DLLs are (still) the top step in increasing levels of physical code-separation. Early (very early) programs consisted of a single monolithic source file. (Even earlier ones consisted of a single monolithic punch card…) This gave way to separate files which were compiled separately and then linked (called “object files”, commonly COFF and ELF). Commonly used object files started being collected/archived into static libraries, allowing much greater code reuse than OOP has ever achieved. The big disadvantage of static libraries is all the code gets included into the executable. When 100 applications include the same 1MB of code, that’s 99MB worth of duplication.
Enter DLLs. When an executable starts, the loader determines whether the required DLLs are in memory or not. If they are, the loaded code is used. Otherwise, the DLL is found and loaded from disk. All advances on DLLs have mostly been aimed at reducing dependency issues, including through side-by-side installation of multiple versions (something that has been in *nix forever (or close enough)), tighter interface conventions (for example, ActiveX/COM) and stronger naming conventions (as in .NET assemblies).
<Windows Specific>
(The implementation of DLLs is operating system specific. I don’t have any inside knowledge of *nix style .so files (though I know that they are identical to MacOS .dylib files), so I will only discuss Windows .dll files. Presumably the concepts are applicable to all DLLs, otherwise they would be implementing different things.)

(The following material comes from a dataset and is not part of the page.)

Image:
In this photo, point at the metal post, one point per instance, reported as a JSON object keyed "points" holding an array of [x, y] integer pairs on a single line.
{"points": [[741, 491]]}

A .dll file is fundamentally identical to a .exe file. In fact, they are completely identical in implementation. An .exe file can be used as a DLL if so desired. All Portable Executable (PE) files include import and export tables. The export table contains a list of function names and addresses which may be called from outside the file. No information on calling conventions or parameters is included as this is meant to be shared separately. Name mangling is used in various forms to better enforce function signatures, though it usually doesn’t include enough information to make shared header files unnecessary. Unfortunately, different compilers perform different name mangling, making DLLs hard to share. For this reason, extern “C” is generally recommended, as this disables name mangling (as well as parameter overloading).
DLLs are used by another program in one of two ways. They are either dynamically loaded, using functions such as LoadLibrary() and GetProcAddress(), or automatically linked. Automatic linking is performed by the loader using the contents of the import table. Information is included in the application about functions that exist in another DLL, generally by use of a small static library. When starting the program, the loader will resolve these references, loading any required DLLs, and fix up function calls to point to the right memory location. If a function or library cannot be resolved, the program will not start. An advantage of dynamically loading a library is that the application can better handle a DLL error.
Dynamic loading also allows for better backwards compatibility. Newer versions of Windows provide API functions that didn’t exist in previous versions. If the loader is asked to resolve one of these functions and it cannot be found, the application will not start. If, however, the function is not essential, it can be dynamically resolved and called if available.
</Windows Specific>
So, what hasn’t been taught about DLLs? I would argue that the bare minimum is missing. The concept of a compiled software project that doesn’t actually run. The concept of exported functions and data (and also the concept of a linker). The issues arising from mismatched interfaces. A brief overview of name mangling and the issues that occur when mixing compilers. Exporting definitions for C++ applications (Microsoft’s dllimport and dllexport specifiers and gcc’s switches and conventions) (the trend is so strongly away from native applications that few other languages offer the ability to make native DLLs). Introduce and play with Dependency Walker and/or a *nix equivalent.
Issues such as redirection, forwarding, specifics about export tables, deployment and registration don’t need to be touched.
DLLs don’t require a huge amount of time dedicated to them, but no time is simply not good enough. Arguably they are not relevant in a pure computer science degree, but since nobody is teaching a pure computer science degree anymore DLLs should definitely get a showing. Along with Jeff Atwood, I also include version control in this sort of category. It needs to be taught, however briefly, before people get a piece of paper saying they can do stuff.
(Now I’ve mentioned version control it should be a big hint that it isn’t thing number 3. Number 3 is a huge one though, might be a couple of weeks off depending how much time I get. It will also include code samples a-plenty. Apologies for the delay, but hopefully it will be worth it.)